第42話 やっぱりレオはレオだった

 協田が執筆活動のため退職した今、彼と同じ部署で働いている女性の大半は魂の抜け殻状態になっていた。


「もう何もやる気が起きないわ」

「いっそのこと、みんなでここを辞めない?」

「それいいわね。
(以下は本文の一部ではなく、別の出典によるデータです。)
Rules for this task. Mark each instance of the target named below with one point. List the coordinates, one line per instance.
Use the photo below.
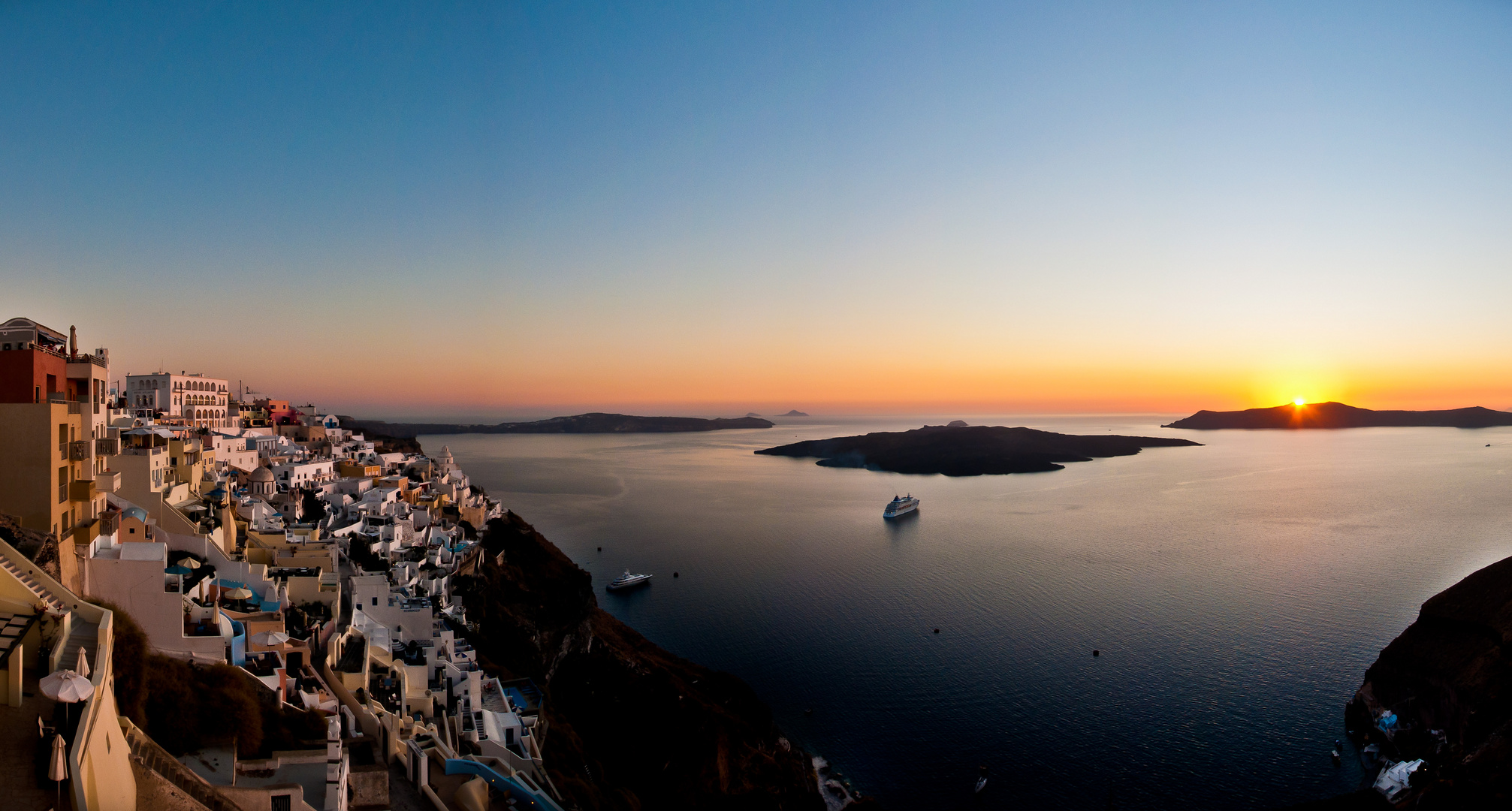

みんなで辞めれば怖くないしね」


 一人の女性の意見に大半の女性が賛同し、多くの女性派遣社員が今月いっぱいで退職することになった。

 この異常事態に、班長の井上を始め会社側は何度も慰留したが、彼女たちは皆聞く耳を持たなかった。


「元々、休憩時間の少ないここで働くのは嫌だったのよね」

「それに班長は特定の人間だけえこひいきするし」

「食堂の日替わり定食がサバと鶏肉ばかりなのも気に入らなかったのよ」


 次々と出てくる不満に、会社側は彼女たちを慰留することをあきらめ、新たな人材を募集することになった。

 しかし、時期が中途半端なことと場所が田舎過ぎることが災いし、まったくと言っていいほど人材は集まらなかった。


「こんなに女性がいなくなったら、もうここで働く意味はないね」


 そう言うレオに、これ以上退職者を出してはたまらないと、井上は必死に彼を説得した。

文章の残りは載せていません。